Sur le papier, le scénario est plutôt basique et d’ailleurs au fil de la lecture, on suit avec le sourire aux lèvres un sentier narratif plutôt convenu mais diablement efficace. On pourrait presque craindre que l’on tombe dans le manichéisme outrancier mais les auteurs sont très malins, la caractérisation des personnages évolue grandement et chacun a ses fêlures. Protagonistes principaux et secondaires sont assez fouillés, développés comme il faut pour densifier un récit initiatique et intimiste à la fois. Les deux personnages principaux sont tous les deux attachants chacun à sa manière. On passe vraiment par tous les états durant cette lecture et c’est avec une certaine émotion qu’on les quitte dans un final grandiose.
 


Le background est d’une grande richesse lui aussi malgré le format court. Les auteurs ont crée un monde dans son entier, une mythologie assez poussée. L’immersion et le dépaysement sont donc impressionnants et la plongée immédiate avec les fameuses cinq rivières, les forêts profondes et inhospitalières, la capitale tentaculaire et son temple si mystérieux. On croise de drôles de zigs et des créatures plus qu’inquiétantes.
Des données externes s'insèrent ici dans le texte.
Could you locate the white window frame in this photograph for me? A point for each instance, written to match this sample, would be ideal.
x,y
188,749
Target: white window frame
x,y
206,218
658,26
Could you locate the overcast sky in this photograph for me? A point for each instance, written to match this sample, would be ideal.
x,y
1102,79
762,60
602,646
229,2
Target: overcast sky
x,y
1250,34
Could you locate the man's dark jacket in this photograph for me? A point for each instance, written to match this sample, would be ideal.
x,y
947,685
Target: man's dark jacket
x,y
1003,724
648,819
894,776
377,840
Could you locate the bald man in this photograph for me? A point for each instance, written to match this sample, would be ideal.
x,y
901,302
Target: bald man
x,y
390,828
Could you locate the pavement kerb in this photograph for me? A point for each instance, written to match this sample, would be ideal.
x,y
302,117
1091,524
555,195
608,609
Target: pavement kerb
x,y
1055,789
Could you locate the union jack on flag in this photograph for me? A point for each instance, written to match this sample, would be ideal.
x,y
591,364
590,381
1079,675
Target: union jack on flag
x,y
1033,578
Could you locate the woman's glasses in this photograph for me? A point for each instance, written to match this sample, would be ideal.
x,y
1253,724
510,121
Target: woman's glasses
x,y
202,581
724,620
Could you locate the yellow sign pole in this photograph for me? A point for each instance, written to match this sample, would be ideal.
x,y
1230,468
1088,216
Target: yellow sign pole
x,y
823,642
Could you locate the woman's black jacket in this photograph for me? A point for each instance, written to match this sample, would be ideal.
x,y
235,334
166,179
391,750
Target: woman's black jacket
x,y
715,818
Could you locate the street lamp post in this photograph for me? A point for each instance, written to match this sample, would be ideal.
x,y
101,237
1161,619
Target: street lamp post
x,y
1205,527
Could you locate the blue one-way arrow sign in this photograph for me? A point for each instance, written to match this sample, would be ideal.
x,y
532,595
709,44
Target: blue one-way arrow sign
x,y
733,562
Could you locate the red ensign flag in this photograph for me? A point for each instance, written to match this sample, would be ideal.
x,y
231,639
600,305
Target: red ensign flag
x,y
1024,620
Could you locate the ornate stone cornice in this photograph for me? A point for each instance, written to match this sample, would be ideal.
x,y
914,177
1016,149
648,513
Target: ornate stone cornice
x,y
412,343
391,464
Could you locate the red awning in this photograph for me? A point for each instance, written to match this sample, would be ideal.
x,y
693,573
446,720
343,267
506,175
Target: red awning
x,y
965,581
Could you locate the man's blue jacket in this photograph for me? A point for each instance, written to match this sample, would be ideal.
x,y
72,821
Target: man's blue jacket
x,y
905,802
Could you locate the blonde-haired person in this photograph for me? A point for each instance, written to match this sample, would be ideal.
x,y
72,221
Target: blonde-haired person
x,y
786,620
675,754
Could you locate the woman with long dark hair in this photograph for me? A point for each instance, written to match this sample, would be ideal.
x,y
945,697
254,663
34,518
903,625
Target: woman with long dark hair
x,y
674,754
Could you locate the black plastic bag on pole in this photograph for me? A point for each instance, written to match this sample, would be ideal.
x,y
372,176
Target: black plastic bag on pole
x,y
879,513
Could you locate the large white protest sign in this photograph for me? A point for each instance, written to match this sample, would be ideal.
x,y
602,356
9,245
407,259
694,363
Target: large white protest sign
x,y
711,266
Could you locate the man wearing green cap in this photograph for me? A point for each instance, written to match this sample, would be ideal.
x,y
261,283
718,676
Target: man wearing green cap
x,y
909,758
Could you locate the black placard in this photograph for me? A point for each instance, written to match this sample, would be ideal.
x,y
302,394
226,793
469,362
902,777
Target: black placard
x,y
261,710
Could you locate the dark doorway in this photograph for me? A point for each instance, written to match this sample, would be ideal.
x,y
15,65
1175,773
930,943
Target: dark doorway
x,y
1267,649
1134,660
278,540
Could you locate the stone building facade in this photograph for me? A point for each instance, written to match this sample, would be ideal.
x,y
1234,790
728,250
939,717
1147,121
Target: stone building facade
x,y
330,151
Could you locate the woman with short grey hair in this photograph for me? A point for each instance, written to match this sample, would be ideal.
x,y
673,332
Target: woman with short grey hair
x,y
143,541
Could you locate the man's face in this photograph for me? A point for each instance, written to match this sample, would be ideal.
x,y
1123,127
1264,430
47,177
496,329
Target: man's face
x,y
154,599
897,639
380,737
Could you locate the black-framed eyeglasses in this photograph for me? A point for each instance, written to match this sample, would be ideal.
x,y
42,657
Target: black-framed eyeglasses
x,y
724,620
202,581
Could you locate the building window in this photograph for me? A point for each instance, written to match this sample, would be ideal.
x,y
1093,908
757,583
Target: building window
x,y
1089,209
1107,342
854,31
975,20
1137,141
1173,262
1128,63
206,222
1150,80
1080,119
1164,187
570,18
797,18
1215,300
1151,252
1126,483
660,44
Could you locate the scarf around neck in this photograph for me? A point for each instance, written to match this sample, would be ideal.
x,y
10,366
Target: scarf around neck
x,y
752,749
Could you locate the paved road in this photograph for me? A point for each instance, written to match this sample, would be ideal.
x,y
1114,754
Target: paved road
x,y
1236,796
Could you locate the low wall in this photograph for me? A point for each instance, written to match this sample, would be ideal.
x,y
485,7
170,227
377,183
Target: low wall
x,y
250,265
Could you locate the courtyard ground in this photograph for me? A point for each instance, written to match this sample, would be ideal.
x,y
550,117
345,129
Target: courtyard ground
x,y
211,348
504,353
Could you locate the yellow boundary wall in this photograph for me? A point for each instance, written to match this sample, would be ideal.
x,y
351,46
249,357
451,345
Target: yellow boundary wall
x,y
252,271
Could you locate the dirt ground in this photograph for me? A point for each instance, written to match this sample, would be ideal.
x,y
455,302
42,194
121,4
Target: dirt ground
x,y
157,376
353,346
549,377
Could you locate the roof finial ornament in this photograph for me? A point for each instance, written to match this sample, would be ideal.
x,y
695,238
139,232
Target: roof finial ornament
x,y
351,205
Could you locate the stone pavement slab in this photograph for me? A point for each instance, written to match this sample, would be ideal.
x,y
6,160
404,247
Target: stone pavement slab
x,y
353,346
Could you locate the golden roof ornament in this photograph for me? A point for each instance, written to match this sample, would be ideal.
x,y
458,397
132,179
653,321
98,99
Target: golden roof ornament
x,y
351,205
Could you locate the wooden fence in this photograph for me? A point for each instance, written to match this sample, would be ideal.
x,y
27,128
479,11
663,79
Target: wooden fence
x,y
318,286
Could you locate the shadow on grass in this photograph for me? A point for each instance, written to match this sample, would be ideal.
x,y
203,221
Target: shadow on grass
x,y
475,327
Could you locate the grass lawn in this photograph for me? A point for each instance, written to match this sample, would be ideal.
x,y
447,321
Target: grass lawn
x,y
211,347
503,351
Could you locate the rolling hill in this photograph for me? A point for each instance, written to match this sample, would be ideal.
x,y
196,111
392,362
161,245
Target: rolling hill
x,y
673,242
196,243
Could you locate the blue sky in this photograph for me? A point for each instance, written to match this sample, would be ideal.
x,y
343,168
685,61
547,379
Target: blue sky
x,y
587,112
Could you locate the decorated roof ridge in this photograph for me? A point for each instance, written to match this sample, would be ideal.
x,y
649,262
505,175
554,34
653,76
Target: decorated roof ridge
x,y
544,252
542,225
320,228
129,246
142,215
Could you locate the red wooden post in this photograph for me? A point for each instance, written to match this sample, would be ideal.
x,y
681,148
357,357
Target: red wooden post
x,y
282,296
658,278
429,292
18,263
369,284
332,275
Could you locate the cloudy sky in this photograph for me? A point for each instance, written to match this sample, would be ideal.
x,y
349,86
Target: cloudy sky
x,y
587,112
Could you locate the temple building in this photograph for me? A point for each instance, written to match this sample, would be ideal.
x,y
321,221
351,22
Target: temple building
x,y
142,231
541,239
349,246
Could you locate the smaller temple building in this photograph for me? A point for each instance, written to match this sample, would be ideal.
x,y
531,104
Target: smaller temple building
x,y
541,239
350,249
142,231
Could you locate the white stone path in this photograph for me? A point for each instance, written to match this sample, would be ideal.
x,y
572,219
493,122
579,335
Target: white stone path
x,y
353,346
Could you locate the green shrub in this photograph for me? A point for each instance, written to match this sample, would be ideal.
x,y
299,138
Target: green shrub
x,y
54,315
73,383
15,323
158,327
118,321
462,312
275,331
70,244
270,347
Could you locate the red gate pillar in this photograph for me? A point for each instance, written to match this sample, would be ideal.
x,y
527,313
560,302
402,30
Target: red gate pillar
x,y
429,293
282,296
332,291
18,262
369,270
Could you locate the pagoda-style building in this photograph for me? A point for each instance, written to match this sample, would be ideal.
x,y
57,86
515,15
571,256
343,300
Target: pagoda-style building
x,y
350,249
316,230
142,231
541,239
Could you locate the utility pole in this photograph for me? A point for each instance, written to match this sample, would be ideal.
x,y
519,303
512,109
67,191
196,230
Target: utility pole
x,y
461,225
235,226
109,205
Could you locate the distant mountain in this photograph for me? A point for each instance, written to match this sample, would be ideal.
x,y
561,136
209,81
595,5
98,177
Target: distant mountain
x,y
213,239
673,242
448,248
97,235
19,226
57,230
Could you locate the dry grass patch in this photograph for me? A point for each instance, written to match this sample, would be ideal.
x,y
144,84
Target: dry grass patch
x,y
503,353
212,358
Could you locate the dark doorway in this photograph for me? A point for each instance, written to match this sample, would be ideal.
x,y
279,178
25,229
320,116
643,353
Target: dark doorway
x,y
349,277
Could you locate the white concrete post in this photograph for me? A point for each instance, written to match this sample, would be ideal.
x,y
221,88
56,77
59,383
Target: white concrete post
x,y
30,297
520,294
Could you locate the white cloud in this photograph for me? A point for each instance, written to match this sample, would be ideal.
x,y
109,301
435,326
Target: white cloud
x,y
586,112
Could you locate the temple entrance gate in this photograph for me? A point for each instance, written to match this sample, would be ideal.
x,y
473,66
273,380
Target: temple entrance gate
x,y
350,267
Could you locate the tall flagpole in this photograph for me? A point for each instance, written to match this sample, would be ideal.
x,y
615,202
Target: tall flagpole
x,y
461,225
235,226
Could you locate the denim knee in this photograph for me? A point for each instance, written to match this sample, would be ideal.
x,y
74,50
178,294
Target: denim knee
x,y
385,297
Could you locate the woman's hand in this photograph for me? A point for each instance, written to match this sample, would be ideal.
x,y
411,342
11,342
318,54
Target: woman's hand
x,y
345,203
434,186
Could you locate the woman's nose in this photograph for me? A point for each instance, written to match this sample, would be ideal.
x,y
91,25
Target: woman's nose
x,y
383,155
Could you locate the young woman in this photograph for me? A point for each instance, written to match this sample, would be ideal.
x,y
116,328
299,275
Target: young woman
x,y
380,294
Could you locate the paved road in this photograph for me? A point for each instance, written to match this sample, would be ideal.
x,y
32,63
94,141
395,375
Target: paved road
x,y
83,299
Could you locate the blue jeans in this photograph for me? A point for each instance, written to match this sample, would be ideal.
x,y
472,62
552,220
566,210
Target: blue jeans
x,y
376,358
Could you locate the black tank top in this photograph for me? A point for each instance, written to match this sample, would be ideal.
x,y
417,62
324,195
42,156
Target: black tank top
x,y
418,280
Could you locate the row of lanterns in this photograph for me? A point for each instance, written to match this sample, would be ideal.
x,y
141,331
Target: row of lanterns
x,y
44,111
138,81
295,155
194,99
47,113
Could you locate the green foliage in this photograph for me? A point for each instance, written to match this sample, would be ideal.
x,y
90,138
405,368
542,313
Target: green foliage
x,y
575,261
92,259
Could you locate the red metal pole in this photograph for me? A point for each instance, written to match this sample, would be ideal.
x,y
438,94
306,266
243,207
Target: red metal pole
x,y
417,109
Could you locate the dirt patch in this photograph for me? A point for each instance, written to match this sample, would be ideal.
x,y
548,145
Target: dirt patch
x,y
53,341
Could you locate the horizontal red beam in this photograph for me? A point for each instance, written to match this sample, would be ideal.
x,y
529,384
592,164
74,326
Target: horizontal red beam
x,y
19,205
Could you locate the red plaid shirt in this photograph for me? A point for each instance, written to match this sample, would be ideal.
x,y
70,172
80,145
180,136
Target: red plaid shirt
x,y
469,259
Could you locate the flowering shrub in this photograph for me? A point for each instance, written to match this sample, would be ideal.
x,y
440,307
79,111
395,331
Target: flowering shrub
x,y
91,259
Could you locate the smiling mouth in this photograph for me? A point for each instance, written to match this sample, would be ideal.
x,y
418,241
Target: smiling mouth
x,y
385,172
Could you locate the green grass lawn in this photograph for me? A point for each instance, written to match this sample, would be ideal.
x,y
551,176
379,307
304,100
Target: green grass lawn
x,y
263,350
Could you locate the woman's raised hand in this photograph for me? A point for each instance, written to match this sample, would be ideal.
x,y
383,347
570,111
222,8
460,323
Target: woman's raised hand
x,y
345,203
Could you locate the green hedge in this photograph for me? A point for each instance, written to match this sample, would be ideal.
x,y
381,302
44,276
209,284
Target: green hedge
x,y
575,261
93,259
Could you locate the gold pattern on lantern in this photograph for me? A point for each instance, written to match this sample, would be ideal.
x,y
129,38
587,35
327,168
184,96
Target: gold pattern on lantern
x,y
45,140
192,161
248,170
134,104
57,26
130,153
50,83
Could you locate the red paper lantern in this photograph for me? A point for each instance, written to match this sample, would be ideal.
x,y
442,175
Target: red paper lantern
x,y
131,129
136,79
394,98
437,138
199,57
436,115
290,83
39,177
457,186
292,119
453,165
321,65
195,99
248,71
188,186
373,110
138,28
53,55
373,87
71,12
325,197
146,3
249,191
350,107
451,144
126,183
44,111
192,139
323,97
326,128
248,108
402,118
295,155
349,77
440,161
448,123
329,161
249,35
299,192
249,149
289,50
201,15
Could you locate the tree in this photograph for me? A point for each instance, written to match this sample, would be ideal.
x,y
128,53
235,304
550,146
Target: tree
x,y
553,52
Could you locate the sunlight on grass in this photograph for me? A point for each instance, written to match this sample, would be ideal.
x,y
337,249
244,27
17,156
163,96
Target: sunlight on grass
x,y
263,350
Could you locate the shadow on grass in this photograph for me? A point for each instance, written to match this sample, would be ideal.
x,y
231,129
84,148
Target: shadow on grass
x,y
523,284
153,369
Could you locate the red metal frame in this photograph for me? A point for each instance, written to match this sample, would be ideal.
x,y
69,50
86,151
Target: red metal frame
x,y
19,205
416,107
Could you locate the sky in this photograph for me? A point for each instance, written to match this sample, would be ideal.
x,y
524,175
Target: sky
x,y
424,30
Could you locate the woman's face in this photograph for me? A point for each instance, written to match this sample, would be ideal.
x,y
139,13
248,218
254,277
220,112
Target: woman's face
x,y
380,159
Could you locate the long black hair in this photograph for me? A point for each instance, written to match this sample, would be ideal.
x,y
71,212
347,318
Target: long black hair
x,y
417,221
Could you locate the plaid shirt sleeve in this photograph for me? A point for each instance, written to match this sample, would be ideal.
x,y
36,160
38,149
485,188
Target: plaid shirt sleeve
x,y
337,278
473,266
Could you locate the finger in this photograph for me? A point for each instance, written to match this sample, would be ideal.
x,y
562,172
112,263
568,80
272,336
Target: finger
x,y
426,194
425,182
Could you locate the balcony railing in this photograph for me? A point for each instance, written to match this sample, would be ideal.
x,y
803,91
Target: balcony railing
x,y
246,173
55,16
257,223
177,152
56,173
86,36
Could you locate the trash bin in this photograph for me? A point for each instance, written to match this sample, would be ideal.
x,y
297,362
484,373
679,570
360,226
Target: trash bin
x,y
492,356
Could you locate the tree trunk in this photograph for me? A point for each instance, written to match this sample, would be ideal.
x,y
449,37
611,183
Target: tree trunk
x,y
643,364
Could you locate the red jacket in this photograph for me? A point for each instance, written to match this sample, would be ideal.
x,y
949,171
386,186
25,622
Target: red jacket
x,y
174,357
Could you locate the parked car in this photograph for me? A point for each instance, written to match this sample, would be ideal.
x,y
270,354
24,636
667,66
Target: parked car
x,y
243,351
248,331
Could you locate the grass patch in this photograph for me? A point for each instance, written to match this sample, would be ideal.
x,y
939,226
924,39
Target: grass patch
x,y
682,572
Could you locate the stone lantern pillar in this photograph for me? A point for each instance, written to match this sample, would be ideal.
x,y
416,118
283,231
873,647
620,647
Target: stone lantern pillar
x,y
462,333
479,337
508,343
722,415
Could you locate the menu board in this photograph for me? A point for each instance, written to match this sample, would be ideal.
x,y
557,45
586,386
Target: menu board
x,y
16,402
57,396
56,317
Le pire étant évidemment l’organisation religieuse qui détient les pleins pouvoirs et son bras armé de l’Inquisition qui ne recule devant aucune horreur pour maintenir le carcan sur la société. Et puis, il y a le mystère des origines, ce qui se cache derrière une porte que personne n’a jamais franchie et qui révélera son ampleur en toute fin d’ouvrage.
 


Graphiquement, on prend une sacrée claque, les planches proposées sont magnifiques que ce soit au niveau du trait que des teintes employées. Entre dynamisme des scènes d’action et pages plus descriptives (et grandioses bien souvent), l’équilibre est parfait, la BD est d’une cohérence de tous les instants dans les choix proposés et on passe vraiment un excellent moment. On ne voit pas le temps passer et on referme le volume en se disant qu’on en aurait bien repris pour 100 pages de plus ! À lire absolument pour tous les amateurs.